HLA-Mismatched Stem-Cell Microtransplantation As Postremission Therapy for Acute Myeloid Leukemia: Long-Term Follow-Up

Abstract

Purpose Despite best current therapies, approximately half of patients with acute myeloid leukemia in first complete remission (AML-CR1) with no HLA-identical donors experience relapse. Whether HLA-mismatched stem-cell microtransplantation as a novel postremission therapy in these patients will improve survival and avoid graft-versus-host disease (GVHD) is still unknown. Patients and Methods One hundred one patients with AML-CR1 (9 to 65 years old) from four treatment centers received programmed infusions of G-CSF–mobilized HLA-mismatched donor peripheral-blood stem cells after each of three cycles of high-dose cytarabine conditioning without GVHD prophylaxis. Donor chimerism and microchimerism and WT1+CD8+ T cells were analyzed. Results The 6-year leukemia-free survival (LFS) and overall survival (OS) rates were 84.4% and 89.5%, respectively, in the low-risk group, which were similar to the rates in the intermediate-risk group (59.2% and 65.2%, respectively; P = .272 and P = .308).

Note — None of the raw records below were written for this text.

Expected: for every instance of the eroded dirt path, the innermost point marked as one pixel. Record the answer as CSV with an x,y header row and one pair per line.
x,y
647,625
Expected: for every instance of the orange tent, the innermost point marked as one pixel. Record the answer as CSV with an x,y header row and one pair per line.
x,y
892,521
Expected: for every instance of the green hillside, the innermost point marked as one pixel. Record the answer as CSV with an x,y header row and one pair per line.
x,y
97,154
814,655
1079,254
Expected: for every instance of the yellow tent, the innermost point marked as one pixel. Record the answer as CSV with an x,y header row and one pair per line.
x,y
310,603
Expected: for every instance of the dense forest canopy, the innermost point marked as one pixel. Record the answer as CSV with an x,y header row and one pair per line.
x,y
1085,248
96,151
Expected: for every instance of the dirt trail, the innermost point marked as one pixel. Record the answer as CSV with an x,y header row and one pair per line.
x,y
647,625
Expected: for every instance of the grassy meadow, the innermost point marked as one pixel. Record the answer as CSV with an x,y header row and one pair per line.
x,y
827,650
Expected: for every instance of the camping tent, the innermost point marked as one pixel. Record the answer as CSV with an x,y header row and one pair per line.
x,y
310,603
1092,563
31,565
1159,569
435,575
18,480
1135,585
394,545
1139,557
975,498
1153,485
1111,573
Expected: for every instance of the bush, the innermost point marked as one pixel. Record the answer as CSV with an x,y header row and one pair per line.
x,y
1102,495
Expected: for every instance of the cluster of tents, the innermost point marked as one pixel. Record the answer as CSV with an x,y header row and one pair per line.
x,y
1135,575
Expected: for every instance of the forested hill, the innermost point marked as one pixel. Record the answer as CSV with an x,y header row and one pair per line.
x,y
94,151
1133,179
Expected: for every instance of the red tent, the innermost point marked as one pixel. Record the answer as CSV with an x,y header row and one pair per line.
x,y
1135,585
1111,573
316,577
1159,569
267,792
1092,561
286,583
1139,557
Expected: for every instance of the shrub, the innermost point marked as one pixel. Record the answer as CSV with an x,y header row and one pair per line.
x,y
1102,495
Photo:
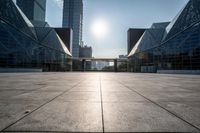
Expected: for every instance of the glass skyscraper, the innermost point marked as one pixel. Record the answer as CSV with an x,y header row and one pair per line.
x,y
33,9
170,47
73,18
23,45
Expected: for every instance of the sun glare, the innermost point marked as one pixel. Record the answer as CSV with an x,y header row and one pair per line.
x,y
99,28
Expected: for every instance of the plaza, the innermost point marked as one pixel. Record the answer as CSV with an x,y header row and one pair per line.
x,y
99,102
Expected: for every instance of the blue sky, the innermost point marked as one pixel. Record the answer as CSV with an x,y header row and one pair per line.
x,y
120,16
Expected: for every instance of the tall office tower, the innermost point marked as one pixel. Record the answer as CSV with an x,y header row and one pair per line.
x,y
34,9
73,18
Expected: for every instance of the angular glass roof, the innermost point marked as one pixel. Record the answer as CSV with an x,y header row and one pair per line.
x,y
152,37
11,14
188,16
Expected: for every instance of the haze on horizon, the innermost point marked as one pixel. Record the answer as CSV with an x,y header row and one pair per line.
x,y
119,16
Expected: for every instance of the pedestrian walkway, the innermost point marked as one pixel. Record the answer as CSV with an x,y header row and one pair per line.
x,y
99,102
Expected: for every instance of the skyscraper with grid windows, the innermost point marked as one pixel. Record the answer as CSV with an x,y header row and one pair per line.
x,y
73,18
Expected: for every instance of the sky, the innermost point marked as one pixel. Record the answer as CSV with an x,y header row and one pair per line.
x,y
119,16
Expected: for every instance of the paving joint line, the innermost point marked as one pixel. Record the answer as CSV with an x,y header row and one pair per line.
x,y
102,114
3,130
179,117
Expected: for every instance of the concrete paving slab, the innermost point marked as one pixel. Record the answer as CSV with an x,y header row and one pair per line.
x,y
63,116
123,96
81,96
99,102
189,111
10,112
141,117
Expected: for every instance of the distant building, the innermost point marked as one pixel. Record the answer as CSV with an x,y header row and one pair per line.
x,y
133,36
170,47
73,18
85,52
34,10
66,34
122,56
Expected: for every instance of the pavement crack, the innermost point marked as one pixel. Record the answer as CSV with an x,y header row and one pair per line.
x,y
4,129
157,104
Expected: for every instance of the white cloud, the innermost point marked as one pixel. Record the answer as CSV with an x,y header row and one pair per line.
x,y
59,3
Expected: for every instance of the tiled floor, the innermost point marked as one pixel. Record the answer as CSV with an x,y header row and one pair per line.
x,y
99,102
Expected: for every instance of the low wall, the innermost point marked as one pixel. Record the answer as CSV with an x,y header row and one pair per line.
x,y
179,71
4,70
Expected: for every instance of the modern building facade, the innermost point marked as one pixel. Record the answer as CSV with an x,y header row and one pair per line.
x,y
66,34
73,18
173,47
133,36
23,45
34,10
85,52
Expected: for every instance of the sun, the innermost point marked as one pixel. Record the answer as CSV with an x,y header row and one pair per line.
x,y
99,28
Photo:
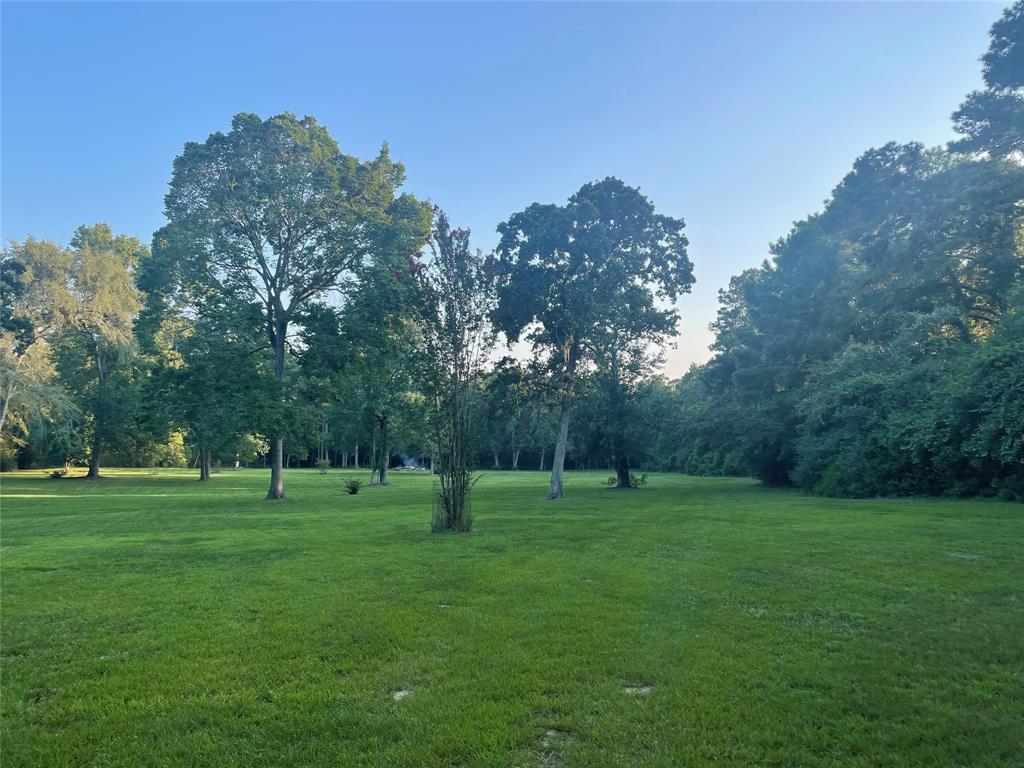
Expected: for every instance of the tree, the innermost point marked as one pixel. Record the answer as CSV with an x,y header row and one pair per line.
x,y
992,120
272,214
99,302
32,286
578,269
457,290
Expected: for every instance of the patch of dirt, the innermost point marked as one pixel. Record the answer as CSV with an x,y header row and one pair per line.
x,y
969,556
551,743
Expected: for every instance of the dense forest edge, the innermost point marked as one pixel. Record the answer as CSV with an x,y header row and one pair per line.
x,y
879,351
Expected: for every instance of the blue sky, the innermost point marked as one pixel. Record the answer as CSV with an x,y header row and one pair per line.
x,y
739,118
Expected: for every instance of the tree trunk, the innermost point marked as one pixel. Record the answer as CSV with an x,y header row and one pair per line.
x,y
623,472
558,462
276,489
276,469
97,445
555,489
98,418
382,478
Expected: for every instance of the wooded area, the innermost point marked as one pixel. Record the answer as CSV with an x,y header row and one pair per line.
x,y
291,313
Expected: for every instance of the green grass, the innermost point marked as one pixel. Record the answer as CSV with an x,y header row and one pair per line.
x,y
151,621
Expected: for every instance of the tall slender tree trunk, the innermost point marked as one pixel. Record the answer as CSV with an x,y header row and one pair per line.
x,y
555,489
382,478
623,471
276,489
97,446
98,418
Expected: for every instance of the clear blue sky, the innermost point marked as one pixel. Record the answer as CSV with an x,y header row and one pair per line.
x,y
739,118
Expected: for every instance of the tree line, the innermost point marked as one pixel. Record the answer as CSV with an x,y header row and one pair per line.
x,y
299,308
881,349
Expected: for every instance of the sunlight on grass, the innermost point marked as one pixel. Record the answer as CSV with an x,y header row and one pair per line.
x,y
695,622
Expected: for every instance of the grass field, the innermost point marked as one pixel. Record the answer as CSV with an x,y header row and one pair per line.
x,y
151,621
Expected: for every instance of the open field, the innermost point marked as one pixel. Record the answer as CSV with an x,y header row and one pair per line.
x,y
151,621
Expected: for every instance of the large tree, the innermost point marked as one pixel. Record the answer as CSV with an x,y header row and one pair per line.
x,y
273,214
100,301
576,273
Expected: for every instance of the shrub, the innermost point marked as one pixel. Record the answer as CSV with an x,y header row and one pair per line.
x,y
635,481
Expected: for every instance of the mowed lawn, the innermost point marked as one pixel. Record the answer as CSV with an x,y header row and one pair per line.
x,y
151,621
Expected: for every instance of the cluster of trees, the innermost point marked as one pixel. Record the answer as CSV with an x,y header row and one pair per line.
x,y
296,304
881,349
297,307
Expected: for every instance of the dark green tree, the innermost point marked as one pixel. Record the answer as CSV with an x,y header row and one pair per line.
x,y
581,273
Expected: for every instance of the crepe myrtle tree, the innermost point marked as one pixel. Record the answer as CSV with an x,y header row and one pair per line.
x,y
273,214
574,272
457,292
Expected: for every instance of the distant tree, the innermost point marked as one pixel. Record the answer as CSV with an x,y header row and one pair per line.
x,y
572,271
96,345
992,120
457,291
272,214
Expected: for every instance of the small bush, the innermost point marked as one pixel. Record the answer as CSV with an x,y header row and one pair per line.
x,y
635,481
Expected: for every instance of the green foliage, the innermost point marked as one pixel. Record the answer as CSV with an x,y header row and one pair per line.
x,y
795,630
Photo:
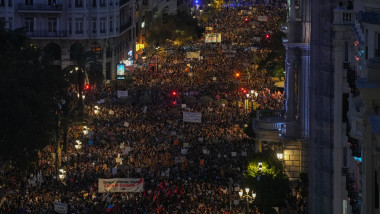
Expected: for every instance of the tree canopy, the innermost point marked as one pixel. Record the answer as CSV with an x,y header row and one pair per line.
x,y
271,184
29,92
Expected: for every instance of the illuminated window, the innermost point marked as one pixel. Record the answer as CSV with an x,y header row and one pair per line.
x,y
29,24
52,24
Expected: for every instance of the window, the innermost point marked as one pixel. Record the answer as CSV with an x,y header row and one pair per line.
x,y
346,51
94,31
70,26
52,24
29,24
377,49
52,2
79,26
111,24
78,3
97,50
102,25
10,21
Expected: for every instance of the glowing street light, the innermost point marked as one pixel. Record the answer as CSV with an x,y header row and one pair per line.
x,y
247,196
280,156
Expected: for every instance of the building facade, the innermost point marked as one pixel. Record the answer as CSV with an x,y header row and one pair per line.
x,y
344,87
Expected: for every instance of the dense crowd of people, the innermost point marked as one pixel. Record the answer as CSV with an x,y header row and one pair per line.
x,y
186,167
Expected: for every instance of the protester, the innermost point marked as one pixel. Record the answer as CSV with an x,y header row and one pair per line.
x,y
186,167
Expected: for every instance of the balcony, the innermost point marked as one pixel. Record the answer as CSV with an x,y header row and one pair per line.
x,y
123,2
126,26
344,17
37,8
369,17
267,124
46,34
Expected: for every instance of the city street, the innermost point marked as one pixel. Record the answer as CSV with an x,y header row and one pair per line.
x,y
177,127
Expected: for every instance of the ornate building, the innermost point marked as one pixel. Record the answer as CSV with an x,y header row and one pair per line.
x,y
105,28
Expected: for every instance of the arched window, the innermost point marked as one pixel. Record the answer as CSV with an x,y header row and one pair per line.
x,y
97,50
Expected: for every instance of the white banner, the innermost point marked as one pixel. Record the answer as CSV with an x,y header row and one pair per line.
x,y
122,93
121,185
60,207
195,54
192,117
262,18
213,37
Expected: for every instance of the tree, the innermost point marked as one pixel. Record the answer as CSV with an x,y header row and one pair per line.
x,y
205,100
29,92
271,184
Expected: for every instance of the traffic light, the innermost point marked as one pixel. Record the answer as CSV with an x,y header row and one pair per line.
x,y
87,87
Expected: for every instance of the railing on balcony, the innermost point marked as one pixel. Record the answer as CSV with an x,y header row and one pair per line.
x,y
344,17
125,26
269,120
354,146
369,17
39,7
47,34
269,126
265,114
122,2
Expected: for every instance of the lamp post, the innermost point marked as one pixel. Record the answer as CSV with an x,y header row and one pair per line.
x,y
260,165
247,197
237,76
78,146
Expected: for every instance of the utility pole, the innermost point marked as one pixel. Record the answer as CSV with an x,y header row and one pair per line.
x,y
230,193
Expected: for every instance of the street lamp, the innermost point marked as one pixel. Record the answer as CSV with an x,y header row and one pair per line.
x,y
247,197
62,174
280,156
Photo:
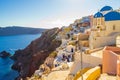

The 6-year LFS and OS were 76.4% and 82.1%, respectively, in patients who received a high dose of donor CD3+ T cells (≥ 1.1 × 108/kg) in each infusion, which were significantly higher than the LFS and OS in patients who received a lower dose (< 1.1 × 108/kg) of donor CD3+ T cells (49.5% and 55.3%, respectively; P = .091 and P = .041). No GVHD was observed in any of the patients. Donor microchimerism (2 to 1,020 days) was detected in 20 of the 23 female patients who were available for Y chromosome analysis. A significant increase in WT1+CD8+ T cells (from 0.2% to 4.56%) was observed in 33 of 39 patients with positive HLA-A*02:01 antigen by a pentamer analysis. Conclusion Microtransplantation as a postremission therapy may improve outcomes and avoid GVHD in patients with AML-CR1.